Because I think they are increasingly desperate, and getting the right message to them could look like a much needed lifeline.
For economic climate, what about simply climate? Is green the new black?
I like the B2C idea of rising hot-water-bottle sales showing how people are looking to save on fuel bills by turning off their central heating. Could we be seeing a similar movement in business?
After all, the green IT angle is gaining credence all the time – for example, with silicon.com’s 2008 Agenda Setters list (http://www.silicon.com/research/specialreports/agenda-setters-2008/why-green-tech-is-more-influential-than-ever-39300164.htm). A number of environmentalists feature in the top-50, more than ever before, in fact. And Jonathon Porritt, fresh from his stint as keynote speaker at Fujitsu’s green data-centre launch, is climbing high at number 17.
Environmental, power-saving technologies introduced by the likes of IBM, Intel, and Asus (also ranked in the list) show how much the IT sector is now investing in the green business agenda and the soon-to-be-imposed government legislation on carbon emissions will make this an even bigger issue, and a lucrative market to push.
Perhaps more and more businesses will be tightening the belts on their hemp trousers in the near future…
We’ve no doubt all been reminded recently of the wisdom that ‘recession is to a large degree a self-justifying prophecy’.
Radio 4 listeners will certainly be no stranger to this most frustrating of domino effects: people fear recession, people stop spending, people create recession.

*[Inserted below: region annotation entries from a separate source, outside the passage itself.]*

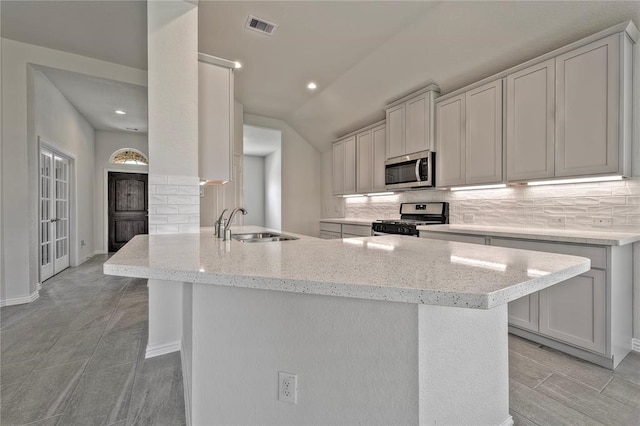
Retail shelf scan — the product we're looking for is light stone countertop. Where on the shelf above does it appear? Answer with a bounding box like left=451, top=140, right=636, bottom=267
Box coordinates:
left=320, top=217, right=378, bottom=226
left=104, top=227, right=590, bottom=309
left=418, top=225, right=640, bottom=246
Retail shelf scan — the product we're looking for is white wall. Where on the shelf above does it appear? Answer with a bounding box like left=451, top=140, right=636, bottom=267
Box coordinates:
left=93, top=130, right=149, bottom=253
left=242, top=155, right=266, bottom=226
left=0, top=38, right=146, bottom=303
left=244, top=114, right=322, bottom=237
left=264, top=148, right=284, bottom=229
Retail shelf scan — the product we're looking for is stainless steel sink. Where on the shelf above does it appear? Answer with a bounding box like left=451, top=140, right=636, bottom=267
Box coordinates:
left=231, top=232, right=299, bottom=243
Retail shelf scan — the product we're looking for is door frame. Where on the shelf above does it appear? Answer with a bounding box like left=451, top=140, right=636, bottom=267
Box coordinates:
left=102, top=167, right=149, bottom=253
left=36, top=136, right=80, bottom=287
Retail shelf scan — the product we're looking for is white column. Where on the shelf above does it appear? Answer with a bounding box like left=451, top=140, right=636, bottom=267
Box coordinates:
left=147, top=0, right=200, bottom=234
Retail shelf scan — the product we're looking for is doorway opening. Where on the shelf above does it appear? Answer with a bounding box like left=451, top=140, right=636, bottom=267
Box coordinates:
left=38, top=144, right=74, bottom=282
left=243, top=125, right=282, bottom=229
left=107, top=172, right=149, bottom=252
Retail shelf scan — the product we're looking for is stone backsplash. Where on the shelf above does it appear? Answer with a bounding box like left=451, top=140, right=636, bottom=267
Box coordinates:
left=345, top=177, right=640, bottom=232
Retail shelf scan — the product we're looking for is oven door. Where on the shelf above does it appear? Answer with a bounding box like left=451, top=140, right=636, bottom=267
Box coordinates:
left=385, top=151, right=434, bottom=189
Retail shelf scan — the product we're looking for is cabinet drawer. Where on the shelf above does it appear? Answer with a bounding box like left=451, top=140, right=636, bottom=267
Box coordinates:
left=420, top=231, right=484, bottom=245
left=342, top=225, right=371, bottom=237
left=320, top=222, right=342, bottom=233
left=320, top=231, right=340, bottom=240
left=489, top=238, right=607, bottom=269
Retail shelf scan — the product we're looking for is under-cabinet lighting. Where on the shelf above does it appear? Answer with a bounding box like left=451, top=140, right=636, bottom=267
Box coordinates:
left=367, top=192, right=395, bottom=197
left=449, top=255, right=507, bottom=271
left=450, top=183, right=507, bottom=191
left=527, top=176, right=622, bottom=186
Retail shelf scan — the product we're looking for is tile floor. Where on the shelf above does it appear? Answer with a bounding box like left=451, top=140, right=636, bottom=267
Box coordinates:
left=0, top=255, right=640, bottom=426
left=0, top=255, right=185, bottom=426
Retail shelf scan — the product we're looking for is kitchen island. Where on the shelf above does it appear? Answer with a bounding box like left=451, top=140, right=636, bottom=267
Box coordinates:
left=104, top=228, right=590, bottom=425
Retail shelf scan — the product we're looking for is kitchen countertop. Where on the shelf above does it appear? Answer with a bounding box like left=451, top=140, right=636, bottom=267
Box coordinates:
left=104, top=227, right=590, bottom=309
left=418, top=225, right=640, bottom=246
left=320, top=217, right=378, bottom=226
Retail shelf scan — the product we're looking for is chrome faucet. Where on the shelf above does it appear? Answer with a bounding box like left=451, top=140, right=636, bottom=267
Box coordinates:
left=215, top=209, right=229, bottom=238
left=224, top=207, right=247, bottom=241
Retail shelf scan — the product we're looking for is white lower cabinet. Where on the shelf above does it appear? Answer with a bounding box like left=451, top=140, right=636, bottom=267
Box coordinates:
left=320, top=221, right=371, bottom=240
left=540, top=269, right=607, bottom=354
left=420, top=232, right=633, bottom=368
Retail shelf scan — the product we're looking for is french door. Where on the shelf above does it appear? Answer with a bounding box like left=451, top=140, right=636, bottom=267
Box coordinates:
left=39, top=148, right=70, bottom=282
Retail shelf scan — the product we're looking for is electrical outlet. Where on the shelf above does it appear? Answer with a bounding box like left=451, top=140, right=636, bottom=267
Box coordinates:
left=549, top=217, right=564, bottom=225
left=278, top=371, right=298, bottom=404
left=593, top=217, right=611, bottom=226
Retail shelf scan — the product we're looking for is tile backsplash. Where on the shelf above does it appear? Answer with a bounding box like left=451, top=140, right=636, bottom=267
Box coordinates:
left=345, top=177, right=640, bottom=232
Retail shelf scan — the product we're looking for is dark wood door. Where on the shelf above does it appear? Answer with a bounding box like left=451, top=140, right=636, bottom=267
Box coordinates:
left=108, top=172, right=149, bottom=252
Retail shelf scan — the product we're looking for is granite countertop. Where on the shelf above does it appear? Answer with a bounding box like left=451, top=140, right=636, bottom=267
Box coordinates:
left=320, top=217, right=378, bottom=226
left=418, top=225, right=640, bottom=246
left=104, top=227, right=590, bottom=309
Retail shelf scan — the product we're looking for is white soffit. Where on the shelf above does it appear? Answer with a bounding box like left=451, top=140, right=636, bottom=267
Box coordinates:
left=34, top=66, right=148, bottom=134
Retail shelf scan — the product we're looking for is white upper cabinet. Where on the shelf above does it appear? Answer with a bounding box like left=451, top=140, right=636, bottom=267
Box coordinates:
left=198, top=54, right=234, bottom=183
left=386, top=84, right=440, bottom=158
left=387, top=104, right=405, bottom=158
left=436, top=93, right=466, bottom=186
left=436, top=80, right=502, bottom=187
left=332, top=136, right=356, bottom=195
left=555, top=34, right=622, bottom=176
left=356, top=124, right=386, bottom=193
left=506, top=59, right=556, bottom=181
left=465, top=80, right=502, bottom=184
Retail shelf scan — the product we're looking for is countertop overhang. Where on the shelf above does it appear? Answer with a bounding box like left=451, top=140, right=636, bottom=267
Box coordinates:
left=104, top=227, right=590, bottom=309
left=418, top=225, right=640, bottom=246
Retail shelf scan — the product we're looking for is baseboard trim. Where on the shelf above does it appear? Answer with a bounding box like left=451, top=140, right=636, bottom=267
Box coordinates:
left=499, top=415, right=513, bottom=426
left=0, top=290, right=42, bottom=307
left=180, top=348, right=191, bottom=426
left=144, top=340, right=182, bottom=358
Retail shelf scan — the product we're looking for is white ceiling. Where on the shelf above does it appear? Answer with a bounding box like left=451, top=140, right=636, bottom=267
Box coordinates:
left=1, top=0, right=147, bottom=69
left=1, top=0, right=640, bottom=152
left=34, top=66, right=148, bottom=134
left=242, top=124, right=282, bottom=157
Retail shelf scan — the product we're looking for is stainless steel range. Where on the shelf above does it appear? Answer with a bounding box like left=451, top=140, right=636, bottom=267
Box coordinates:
left=371, top=202, right=449, bottom=237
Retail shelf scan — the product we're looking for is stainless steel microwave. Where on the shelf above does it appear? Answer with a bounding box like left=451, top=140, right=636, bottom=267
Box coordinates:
left=384, top=151, right=435, bottom=190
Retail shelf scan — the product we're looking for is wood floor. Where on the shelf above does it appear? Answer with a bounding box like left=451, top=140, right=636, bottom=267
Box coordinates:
left=0, top=256, right=640, bottom=426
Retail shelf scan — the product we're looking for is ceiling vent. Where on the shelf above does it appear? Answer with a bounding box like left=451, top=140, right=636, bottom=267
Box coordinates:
left=245, top=15, right=278, bottom=35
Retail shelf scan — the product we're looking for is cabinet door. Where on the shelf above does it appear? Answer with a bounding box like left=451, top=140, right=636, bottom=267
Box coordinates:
left=387, top=104, right=405, bottom=158
left=508, top=292, right=538, bottom=333
left=404, top=94, right=430, bottom=154
left=436, top=94, right=466, bottom=186
left=332, top=141, right=344, bottom=195
left=344, top=136, right=356, bottom=194
left=540, top=269, right=606, bottom=354
left=465, top=80, right=502, bottom=183
left=555, top=34, right=620, bottom=176
left=356, top=130, right=373, bottom=193
left=371, top=124, right=387, bottom=192
left=506, top=59, right=555, bottom=181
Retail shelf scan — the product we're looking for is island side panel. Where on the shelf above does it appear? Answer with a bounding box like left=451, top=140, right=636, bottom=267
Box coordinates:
left=418, top=304, right=513, bottom=426
left=145, top=279, right=185, bottom=358
left=191, top=284, right=420, bottom=425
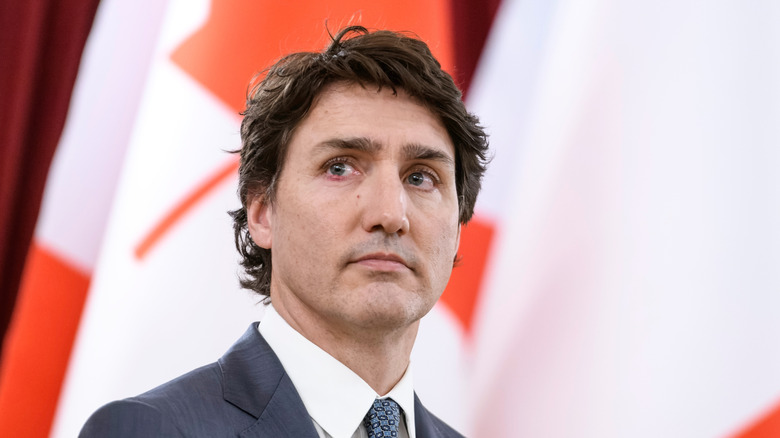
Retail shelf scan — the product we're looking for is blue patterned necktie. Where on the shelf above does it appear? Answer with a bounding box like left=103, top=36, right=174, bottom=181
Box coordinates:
left=363, top=398, right=401, bottom=438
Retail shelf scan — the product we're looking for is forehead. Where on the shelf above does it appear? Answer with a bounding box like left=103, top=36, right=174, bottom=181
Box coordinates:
left=288, top=83, right=455, bottom=159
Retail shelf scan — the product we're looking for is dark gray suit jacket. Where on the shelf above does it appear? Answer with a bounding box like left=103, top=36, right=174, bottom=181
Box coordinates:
left=79, top=323, right=462, bottom=438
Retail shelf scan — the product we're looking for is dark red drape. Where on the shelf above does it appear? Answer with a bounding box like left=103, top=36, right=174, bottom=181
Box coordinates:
left=0, top=0, right=99, bottom=351
left=452, top=0, right=501, bottom=94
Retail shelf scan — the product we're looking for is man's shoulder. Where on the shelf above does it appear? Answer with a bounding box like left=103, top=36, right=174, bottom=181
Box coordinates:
left=414, top=394, right=464, bottom=438
left=79, top=324, right=270, bottom=437
left=80, top=363, right=252, bottom=437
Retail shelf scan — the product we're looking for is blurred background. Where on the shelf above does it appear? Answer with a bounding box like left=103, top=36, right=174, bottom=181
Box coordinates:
left=0, top=0, right=780, bottom=438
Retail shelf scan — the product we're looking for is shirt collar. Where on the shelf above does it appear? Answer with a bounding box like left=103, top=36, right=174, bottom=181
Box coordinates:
left=258, top=305, right=416, bottom=438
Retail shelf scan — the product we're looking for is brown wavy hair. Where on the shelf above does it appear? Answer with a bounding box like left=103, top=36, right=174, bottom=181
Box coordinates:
left=230, top=26, right=488, bottom=296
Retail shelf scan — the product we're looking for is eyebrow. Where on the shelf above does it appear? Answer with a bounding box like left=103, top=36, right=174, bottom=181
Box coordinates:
left=315, top=137, right=455, bottom=167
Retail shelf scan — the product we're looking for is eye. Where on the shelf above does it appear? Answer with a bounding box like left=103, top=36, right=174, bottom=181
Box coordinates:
left=328, top=163, right=350, bottom=176
left=406, top=171, right=436, bottom=189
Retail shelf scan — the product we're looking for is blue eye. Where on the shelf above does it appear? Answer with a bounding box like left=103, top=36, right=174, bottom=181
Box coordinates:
left=328, top=163, right=347, bottom=176
left=406, top=172, right=425, bottom=186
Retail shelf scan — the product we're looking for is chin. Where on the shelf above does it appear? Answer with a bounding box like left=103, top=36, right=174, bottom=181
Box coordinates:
left=350, top=284, right=436, bottom=328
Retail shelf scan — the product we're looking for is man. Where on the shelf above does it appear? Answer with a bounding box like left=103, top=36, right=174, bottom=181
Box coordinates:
left=81, top=26, right=487, bottom=438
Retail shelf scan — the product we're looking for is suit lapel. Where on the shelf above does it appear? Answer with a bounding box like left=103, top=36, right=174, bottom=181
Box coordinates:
left=414, top=394, right=441, bottom=438
left=219, top=324, right=317, bottom=438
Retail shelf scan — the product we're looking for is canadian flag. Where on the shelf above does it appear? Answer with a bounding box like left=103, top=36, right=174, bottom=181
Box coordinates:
left=0, top=0, right=780, bottom=438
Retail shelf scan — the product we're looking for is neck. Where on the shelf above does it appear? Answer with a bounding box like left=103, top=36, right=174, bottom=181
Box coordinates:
left=273, top=297, right=419, bottom=395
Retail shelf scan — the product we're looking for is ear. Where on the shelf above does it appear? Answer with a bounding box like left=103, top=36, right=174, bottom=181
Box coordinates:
left=455, top=221, right=463, bottom=257
left=246, top=196, right=273, bottom=249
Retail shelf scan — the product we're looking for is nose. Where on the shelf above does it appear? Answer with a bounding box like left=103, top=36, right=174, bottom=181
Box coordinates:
left=361, top=172, right=409, bottom=235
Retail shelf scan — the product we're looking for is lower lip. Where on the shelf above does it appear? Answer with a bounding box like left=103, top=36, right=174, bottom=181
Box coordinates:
left=356, top=259, right=407, bottom=272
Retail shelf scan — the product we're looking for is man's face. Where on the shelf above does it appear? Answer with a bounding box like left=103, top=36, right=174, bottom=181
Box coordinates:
left=249, top=84, right=460, bottom=333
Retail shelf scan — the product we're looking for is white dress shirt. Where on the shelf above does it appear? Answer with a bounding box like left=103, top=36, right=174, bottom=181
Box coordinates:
left=258, top=305, right=416, bottom=438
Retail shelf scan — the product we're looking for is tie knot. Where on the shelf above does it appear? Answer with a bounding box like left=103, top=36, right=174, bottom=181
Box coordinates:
left=363, top=398, right=401, bottom=438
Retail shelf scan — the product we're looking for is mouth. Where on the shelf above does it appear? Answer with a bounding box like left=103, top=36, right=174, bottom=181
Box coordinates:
left=352, top=252, right=412, bottom=272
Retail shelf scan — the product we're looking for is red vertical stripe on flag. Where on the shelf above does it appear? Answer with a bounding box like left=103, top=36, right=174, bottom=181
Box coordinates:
left=734, top=404, right=780, bottom=438
left=0, top=243, right=90, bottom=437
left=441, top=217, right=494, bottom=333
left=171, top=0, right=453, bottom=112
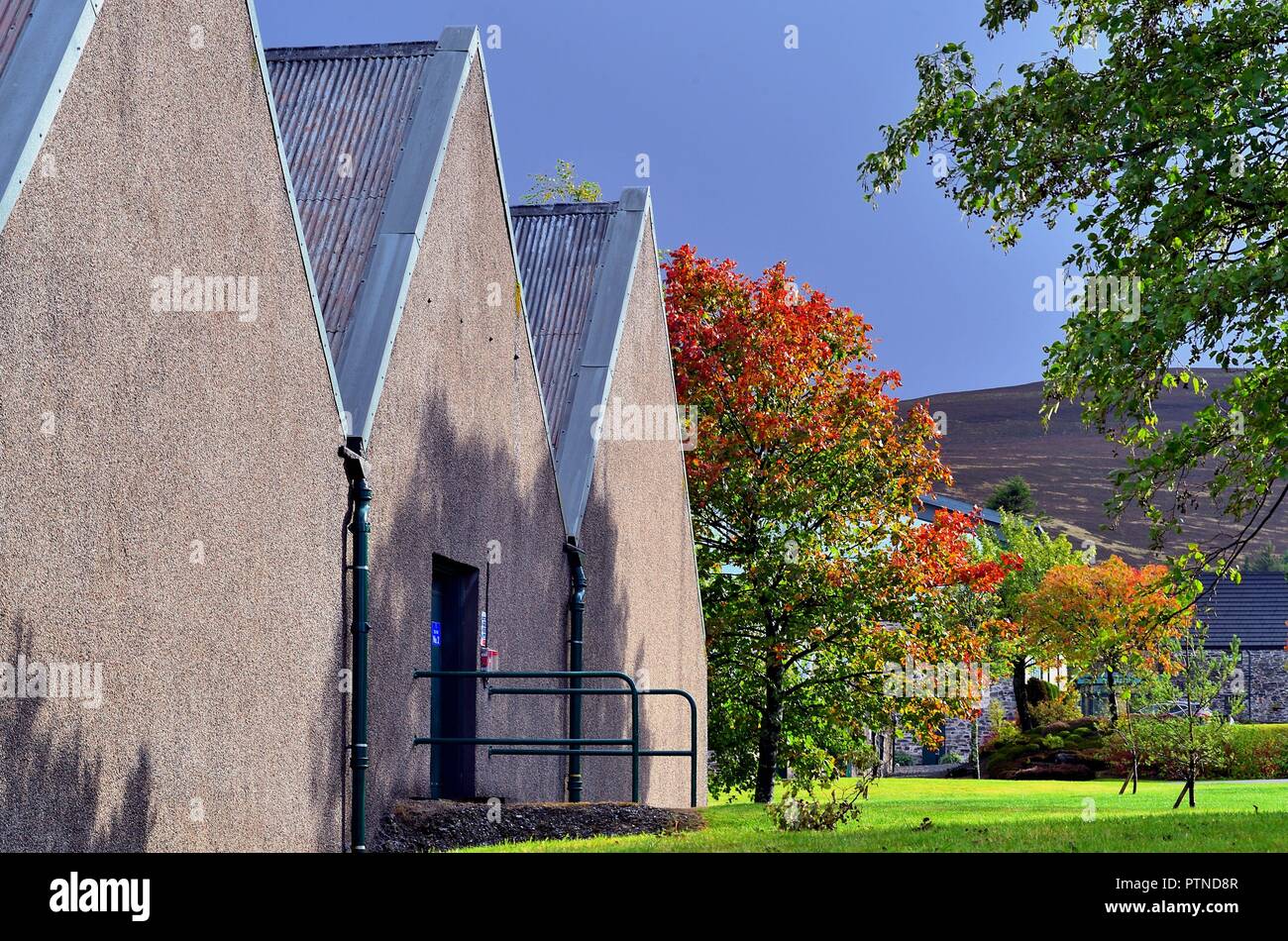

Doh.
But should we take heed of this when we talk of ‘marketing in a recession’? Is there a danger that, by talking to customers and prospects about recession, downturn, economic meltdown, credit crunch and other such phenomena, we scare them into budget freezes and inaction?
It would of course be naive simply to avoid mention of it, and Paul is right about the areas to focus on when we do ‘take the stage’ – but we may want to make sure we include a sprinkling of positivity and encouragement.
With a concentrated effort, I am sure we could end up talking ourselves out of it after all.
Good advice… “Follow the money”
But where is it least expensive to drive sales in a recession?
I’d answer with “existing customers” (hopefully you have some)
During difficult economic times, customers become both increasingly risk-averse and more selective about their spending.
This means that chances are if a customer doesn’t already know you and trust you (i.e., you have an existing relationship with them), then it’ll be 10 times harder to convince them to buy during a recession from a “stranger” (someone they haven’t done business with before).
Let’s face it. Customers with money to spend can afford to be selective. It’s the “golden rule” – he with the gold rules. And customers realize they’re in the driver seat now, more than any other time, so they can be much more selective.
Unless you have a product that others just can’t live without (good for you if you do), then you’ll be a lot more productive farming your installed base of existing customers with more cross-selling, up-selling and going deeper into those accounts than spending a a tremendous amount of time and energy on new customer acquisition.